On this side, Euro is a good thing. Because 10 euros, french or german, that is 10 euros. Not 10 euros plus a transaction fee.
What about this tax fraud you said about ?
Yes. Just to remind you of it. Some internet business don't pay taxes !
For example, if I am using Gandi, I am going to pay french VAT, whereas at GratisDNS I will pay the danish one, so I will contribute to the respective tax system, and ultimately to european society and welfare at large.
But GoDaddy, biggest registrar in the world, I don't know if it pays any taxes, but it sure doesn't do it in Europe. Same as CloudFlare.
Something else : I think it is fair you pay taxes in your tld's country. .dk holders should pay danish taxes if they earn money on their website. Denmark has a solution : NemID. To have a NemID, you have to be a danish citizen, live legally in Denmark or being a danish registered business. Meaning if you have a NemID, you are on the danish tax system. So actually, having a .dk domain should be validated via your NemID, ensuring you are a good contributor to the danish society.
NemID has also the good side of allowing you not to use one more password. I hate passwords.
By the way, one can think that the recent creation of a hundred new tlds of weird inspiration could be seen as a way to escape tax.
The tld work, social or name give sense. But beer or bar ?
The best and the one I recommand if you can have.
Very self-hosted friendly, you can run your whole domain on your own and just add your NS and your DNSSEC key.
And then you manage the rest at home, like an adult.
They provide NS backup too, you can mail them, all the good things.
I like their slogan : no bullshit. It's so true. You truly think stupid of internet (and the world) economics when a business says:
We will just do our job fine, without trouble for you, nothing more, nothing less.
They have good doc in french and english. Apparently in spanish too.
Only one bad thing (on my side) : you can pay in €, $, CHF or £, but not in my own currency.
French web giant. You can pay with them in € or $.

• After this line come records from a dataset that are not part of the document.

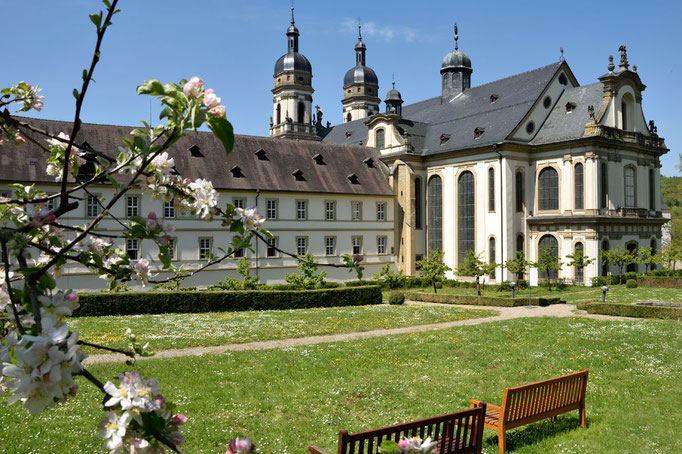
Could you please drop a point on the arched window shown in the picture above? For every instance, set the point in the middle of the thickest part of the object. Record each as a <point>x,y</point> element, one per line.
<point>652,190</point>
<point>604,186</point>
<point>491,254</point>
<point>491,189</point>
<point>548,189</point>
<point>466,215</point>
<point>379,138</point>
<point>604,265</point>
<point>547,241</point>
<point>630,187</point>
<point>519,192</point>
<point>579,186</point>
<point>435,220</point>
<point>301,112</point>
<point>579,272</point>
<point>417,203</point>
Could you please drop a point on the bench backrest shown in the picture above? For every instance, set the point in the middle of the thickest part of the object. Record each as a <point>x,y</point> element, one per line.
<point>534,401</point>
<point>460,432</point>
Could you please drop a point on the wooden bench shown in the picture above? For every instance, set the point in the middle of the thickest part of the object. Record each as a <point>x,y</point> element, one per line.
<point>460,432</point>
<point>525,404</point>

I began to run my domain with them. They were not really self-hosted friendly as I remember. I don't know if it has changed.
Quite popular domain hoster in Denmark. They provide NS backup as well. Here you pay in DKK.
But the doc is quite bad, and the general design of the website is weird (It is orange ! You have to modify your settings by using their whois page.)
Beside, it is quite self-hosting friendly, except from one point : you cannot manage DNSSEC keys on your own, except on a .dk domain. If you want to use DNSSEC on a .eu for example, they will run the keys. Bad.
CloudFlare is, like GoDaddy, quite famous in the club, serious reputation with servers all around the world.
Bad thing is: you don't know what currency you pay with, nor the prices. Generally, if I have to search more than 5 minutes to have the price of something simple I need, then I quite. Don't play Bullshit Bingo.
Biggest player in the field. They have a good doc in every know language I am aware of (don't talk about elfic or klingonese). You can also pay with them in your own currency.
They are apparently self-hosting friendly, and allow dnssec use.
But, as said before, they don't pay taxes in Europe.